Defendant on June 18, 1913, maintained a night and day telegraph station at Ashley-Hudson, Ind., a small village, and employed three operators, Edson, Shepard, and Butler; the former going on duty at 1 p. m., and each operator working eight hours. On this day Operator Shepard, while on her way to work at about 8:30 p. m., became “violently ill and fainted,” and “thereby became and was unable to assume and discharge her duties as such operator.” Edson continued his service, and notified the chief operator at Montpelier, Ohio, at 9:30 p. m. of the illness of Shepard. There were no relief operators obtainable at Ashley-Hudson, but Operator Butler lived within 10 minutes’ walk of the station. He was not called to relieve Edson.

The nearest relief operator was one Smith, located and employed at the city of Montpelier, Ohio. Immediately upon receiving notice of Shepard’s illness, the chief dispatcher sent Smith to Ashley-Hudson on the first available train, which left at- 2 a. m. on June 19th, and *109arrived at Ashley-Hudson at 4 a. m. Smith assumed his duties immediately upon his arrival.

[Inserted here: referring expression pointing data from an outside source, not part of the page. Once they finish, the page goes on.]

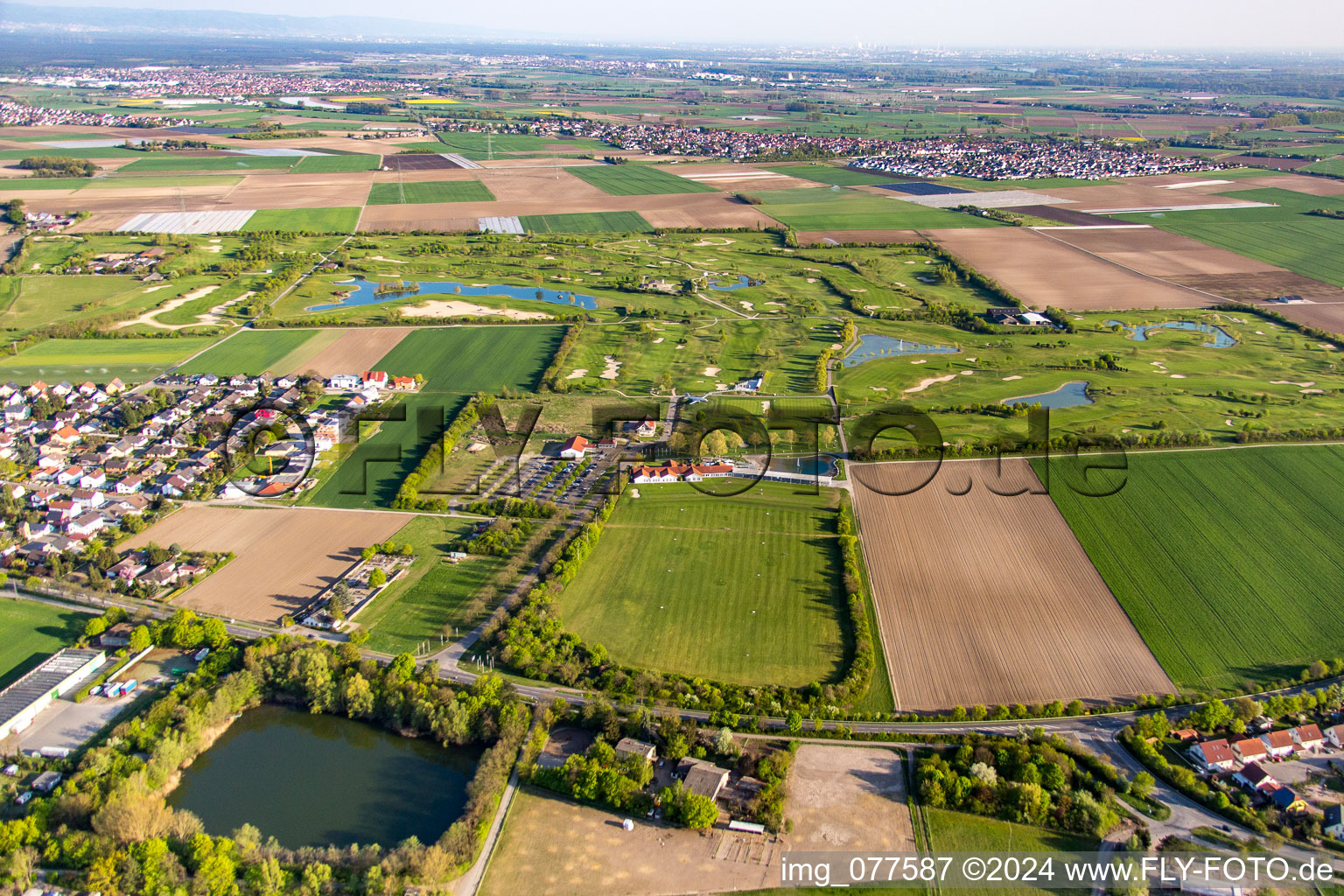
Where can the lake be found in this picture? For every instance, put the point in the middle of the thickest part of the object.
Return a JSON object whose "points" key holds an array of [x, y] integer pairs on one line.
{"points": [[872, 346], [365, 293], [1140, 332], [1068, 396], [315, 780]]}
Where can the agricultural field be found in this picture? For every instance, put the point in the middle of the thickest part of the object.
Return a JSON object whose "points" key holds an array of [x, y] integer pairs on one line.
{"points": [[336, 164], [737, 589], [318, 220], [434, 597], [250, 352], [636, 180], [596, 222], [456, 364], [32, 632], [285, 556], [948, 564], [1239, 592], [173, 161], [132, 360], [430, 191]]}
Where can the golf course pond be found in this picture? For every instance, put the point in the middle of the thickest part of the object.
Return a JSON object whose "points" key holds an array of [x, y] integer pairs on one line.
{"points": [[1140, 331], [363, 291], [313, 780], [1068, 396]]}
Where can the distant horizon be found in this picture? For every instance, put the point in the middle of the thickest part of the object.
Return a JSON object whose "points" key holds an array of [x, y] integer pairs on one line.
{"points": [[957, 24]]}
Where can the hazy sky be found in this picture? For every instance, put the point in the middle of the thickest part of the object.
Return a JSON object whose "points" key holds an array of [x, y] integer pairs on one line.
{"points": [[902, 23]]}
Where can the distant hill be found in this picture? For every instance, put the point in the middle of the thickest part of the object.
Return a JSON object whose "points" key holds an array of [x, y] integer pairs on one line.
{"points": [[220, 22]]}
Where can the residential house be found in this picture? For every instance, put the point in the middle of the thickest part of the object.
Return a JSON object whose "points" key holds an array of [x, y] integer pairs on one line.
{"points": [[1308, 738], [1213, 755], [574, 448], [1254, 778], [1250, 750], [1280, 743]]}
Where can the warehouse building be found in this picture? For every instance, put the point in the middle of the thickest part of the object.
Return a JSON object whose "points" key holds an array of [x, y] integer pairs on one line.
{"points": [[30, 695]]}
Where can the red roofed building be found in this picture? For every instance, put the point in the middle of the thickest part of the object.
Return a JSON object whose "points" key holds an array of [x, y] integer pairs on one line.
{"points": [[574, 448], [676, 472]]}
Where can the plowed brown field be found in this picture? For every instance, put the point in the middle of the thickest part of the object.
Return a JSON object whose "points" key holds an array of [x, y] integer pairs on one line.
{"points": [[285, 556], [990, 599]]}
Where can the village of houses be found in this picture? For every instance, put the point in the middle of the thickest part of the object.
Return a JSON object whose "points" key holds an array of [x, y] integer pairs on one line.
{"points": [[1274, 767]]}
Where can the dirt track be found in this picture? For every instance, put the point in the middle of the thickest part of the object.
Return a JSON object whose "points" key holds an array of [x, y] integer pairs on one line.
{"points": [[990, 599], [285, 556]]}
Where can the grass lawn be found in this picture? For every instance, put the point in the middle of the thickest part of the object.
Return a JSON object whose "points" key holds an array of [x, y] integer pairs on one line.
{"points": [[335, 164], [1225, 560], [434, 595], [32, 632], [810, 208], [636, 180], [739, 589], [133, 360], [430, 191], [456, 364], [955, 832], [248, 352], [596, 222], [208, 163], [324, 220]]}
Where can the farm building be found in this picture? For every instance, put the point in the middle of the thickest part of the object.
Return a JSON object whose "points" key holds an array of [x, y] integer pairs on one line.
{"points": [[30, 695], [632, 747]]}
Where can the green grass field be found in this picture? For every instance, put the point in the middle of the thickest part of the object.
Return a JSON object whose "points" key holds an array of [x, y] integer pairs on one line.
{"points": [[32, 632], [835, 175], [1225, 560], [321, 220], [248, 352], [133, 360], [596, 222], [336, 164], [456, 364], [738, 589], [430, 191], [837, 208], [956, 832], [208, 163], [434, 594], [636, 180]]}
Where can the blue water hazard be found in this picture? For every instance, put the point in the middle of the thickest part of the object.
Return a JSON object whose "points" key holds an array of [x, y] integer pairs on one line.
{"points": [[819, 465], [1068, 396], [872, 346], [365, 293], [727, 286], [1221, 338]]}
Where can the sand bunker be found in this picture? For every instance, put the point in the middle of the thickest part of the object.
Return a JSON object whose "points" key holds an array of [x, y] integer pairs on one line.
{"points": [[436, 308], [929, 382]]}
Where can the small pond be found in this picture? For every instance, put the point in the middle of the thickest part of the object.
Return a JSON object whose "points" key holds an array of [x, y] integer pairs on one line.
{"points": [[872, 346], [819, 465], [1068, 396], [1140, 331], [366, 293], [313, 780]]}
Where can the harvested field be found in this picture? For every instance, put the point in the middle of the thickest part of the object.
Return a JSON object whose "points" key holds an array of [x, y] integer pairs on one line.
{"points": [[420, 161], [343, 351], [596, 855], [832, 236], [1043, 271], [990, 599], [285, 556], [848, 798]]}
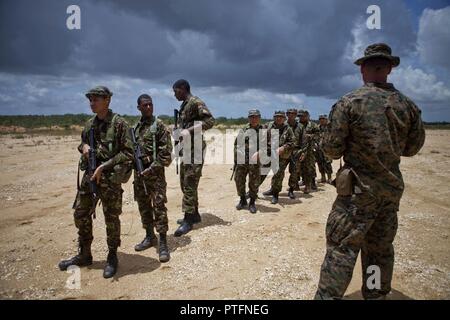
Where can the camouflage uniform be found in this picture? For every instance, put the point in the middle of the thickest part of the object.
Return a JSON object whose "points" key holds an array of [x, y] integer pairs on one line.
{"points": [[193, 110], [286, 140], [323, 162], [310, 136], [244, 169], [114, 151], [154, 139], [371, 127], [293, 171]]}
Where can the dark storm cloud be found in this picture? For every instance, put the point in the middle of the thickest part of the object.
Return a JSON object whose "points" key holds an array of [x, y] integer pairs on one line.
{"points": [[282, 46]]}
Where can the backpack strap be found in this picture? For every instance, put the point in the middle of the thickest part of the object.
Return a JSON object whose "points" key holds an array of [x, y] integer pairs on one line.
{"points": [[153, 130]]}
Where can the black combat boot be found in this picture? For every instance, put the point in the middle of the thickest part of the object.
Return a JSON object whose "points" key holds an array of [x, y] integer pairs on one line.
{"points": [[111, 264], [185, 226], [291, 194], [164, 254], [251, 206], [82, 259], [274, 198], [242, 203], [307, 188], [149, 241], [196, 218]]}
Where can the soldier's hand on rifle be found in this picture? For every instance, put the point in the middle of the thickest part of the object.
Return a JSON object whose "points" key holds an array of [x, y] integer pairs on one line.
{"points": [[255, 157], [147, 172], [302, 157], [185, 133], [280, 150], [97, 174], [86, 149]]}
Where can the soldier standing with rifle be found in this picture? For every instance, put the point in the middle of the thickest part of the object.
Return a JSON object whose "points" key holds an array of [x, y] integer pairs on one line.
{"points": [[293, 177], [308, 158], [246, 160], [113, 154], [194, 118], [286, 144], [153, 152], [323, 162], [372, 128]]}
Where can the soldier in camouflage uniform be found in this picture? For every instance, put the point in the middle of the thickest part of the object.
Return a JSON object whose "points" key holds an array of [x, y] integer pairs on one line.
{"points": [[293, 177], [194, 119], [323, 162], [371, 127], [114, 165], [156, 146], [308, 159], [246, 163], [286, 144]]}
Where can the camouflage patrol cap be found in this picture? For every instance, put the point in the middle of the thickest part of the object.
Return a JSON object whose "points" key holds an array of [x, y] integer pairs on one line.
{"points": [[99, 91], [379, 50], [292, 110], [279, 113], [254, 112], [302, 112]]}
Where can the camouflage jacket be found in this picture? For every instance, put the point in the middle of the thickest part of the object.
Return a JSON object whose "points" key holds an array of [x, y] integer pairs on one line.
{"points": [[372, 127], [154, 140], [242, 151], [194, 109], [286, 138], [112, 143]]}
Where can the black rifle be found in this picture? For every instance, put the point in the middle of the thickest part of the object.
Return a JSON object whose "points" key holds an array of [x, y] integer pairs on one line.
{"points": [[92, 166], [177, 153], [234, 170], [138, 158]]}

Two questions are submitted: (a) Does the proviso of section 3 of this act relate to telegraph operators? (b) If so, does the evidence establish a defense under the emergency clause of section 2, or the casualty or unavoidable accident proviso of section 3 ?

[1] The government’s contention that the proviso of section 3 does not apply to telegraph operators or train dispatchers must be overruled upon the authority of United States v. Missouri Pacific R. R., 213 Fed. 169, 130 C. C. A. 5; San Pedro, L. A. & S. L. R. R. v. United States, 220 Fed. 737, 136 C. C. A. 343; United States v. Atlantic Coast Line Co. (D. C.) 224 Fed. 160; United States v. N. Y., O. & W. Ry. (D. C.) 216 Fed. 702. We think it was the intention of Congress to make the proviso appearing in section 3 of the act apply to all employés affected by the act.

[2-4] But defendant’s contention that the evidence fully justified the excess service on the part of Edson cannot be accepted. Whether we deem the sudden illness of the operator as “a case of emergency,” within the proviso of section 2, or “a case of casualty, unavoidable accident or the act of God,” within the provision of section 3, the result must be the same. If the sickness was such “an emergency” as is specified in the proviso of section 2, still the carrier is not excused in the present case, for the operator was kept on duty 15 continuous hours, or 2 hours more than the maximum period allowed in “a case of emergency” by section 2.

If it be admitted that the sudden and unexpected illness of Operator Shepard was “a casualty,” within the language of the proviso in section 3, then it appears in this case that the carrier failed to exercise that high degree of diligence required of it under such circumstances. The degree of diligence required of the carrier under such circumstances has been announced in the following cases: Atchison, Topeka & S. F. R. R. Co. v. United States, 220 Fed. 748, 136 C. C. A. 354; San Pedro, L. A. & S. L. R. R. v. United States, 220 Fed. 737, 136 C. C. A. 343; United States v. Atchison, Topeka & S. F. R. R. Co. (D. C.) 236 Fed. 154; Northern Pacific R. R. v. United States, 213 Fed. 577, 130 C. C. A. 157; Chicago & N. W. R. R. v. United States, 234 Fed. 268, 148 C. C. A. 170; Baltimore & Ohio R. R. v. United States, 242 Fed. 1,-C. C. A. --. See, also, Indiana Harbor Belt Ry. v. United States, 244 Fed. 943,-C. C. A.-, decided by this court July 24, 1917.

In the present case the carrier knew that the relief operator, Smith, could not reach Ashley-Hudson until 4 a. m., or until after Edson had been on continuous duty for 15 hours. Any delay in the train service would have increased this period. On the other hand, Operator Butler was within 10 minutes’ walk of the station and was available for the relief of Edson. He could have gone on duty at 12 o’clock, and his service thereafter, until Smith arrived, or even for a longer period, would not have been violative of the statute, and would have been consistent with the purpose and object of the act, which was to secure greater safety to passengers and employés through the shortening of *110the continuous hours of service of railway employés. Upon the stipulated statement of facts we conclude the carrier failed to establish diligence in not calling Butler after it learned of the sickness of Shepard.

Judgment is reversed, and the cause remanded to the District Court, with directions to enter judgment in plaintiff’s favor.